A number of software development courses, such as Codecademy or even traditional university classes, prepares the student to solve problems using their language of choice, but leaves them unprepared to go to the next step. This next step is to take what you have created and fold it into something free-standing and usable; Something you can share with friends; Something attractively packaged.
My own dilemma is that I have been taking classes and practicing programming C++ on my mac using XCode as my IDE. Now that I have actually created something (a personal summertime project between classes), I want a good way to present my work. Something more attractive and user friendly than the Terminal environment I currently have.
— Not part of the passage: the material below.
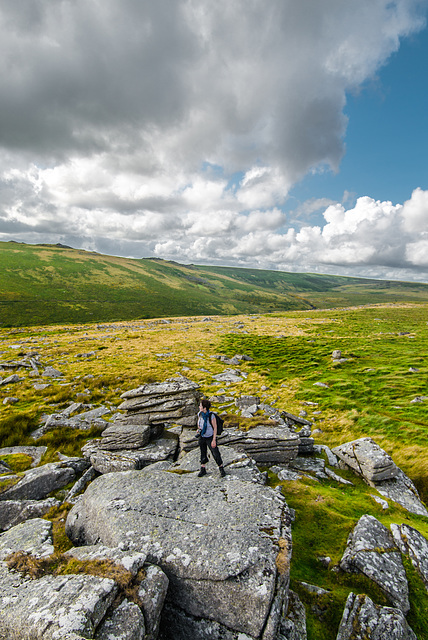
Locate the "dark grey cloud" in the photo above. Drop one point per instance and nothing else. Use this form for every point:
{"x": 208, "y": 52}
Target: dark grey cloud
{"x": 111, "y": 111}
According to apple, my next step is Cocoa. But, what is Cocoa?
Apple defines Cocoa as “Cocoa is an application environment for both the OS X operating system and iOS, the operating system used on Multi-Touch devices such as iPhone, iPad, and iPod touch.” Which could be meaningful… but not very descriptive to me.
For anyone familiar with Apple lore, Cocoa was first introduced as NeXTSTEP in 1989: A product of Steve Jobs’ successor company NexT. “You can use several programming languages when developing Cocoa software, but the essential, required language is Objective-C … You can even mix C++ code with your Cocoa code and link the compiled code into the same executable.” It is this last phrase that gives me hope that I can figure out how to possibly use the work I have don’t so far and weave it (somehow) together with cocoa to add a friendlier appearance to my work. Furthermore, it looks like I could also use Ruby or Python with Cocoa, two languages that I have been working with and find to be somewhat less awkward at times than C++.
So, how to actually put this together: C++ and Cocoa?
-I’ve been sifting through resources for a couple days now trying to identify some starting point to this without much luck.
-Perhaps this is the wrong way to go about using my C++ code, but is there another way?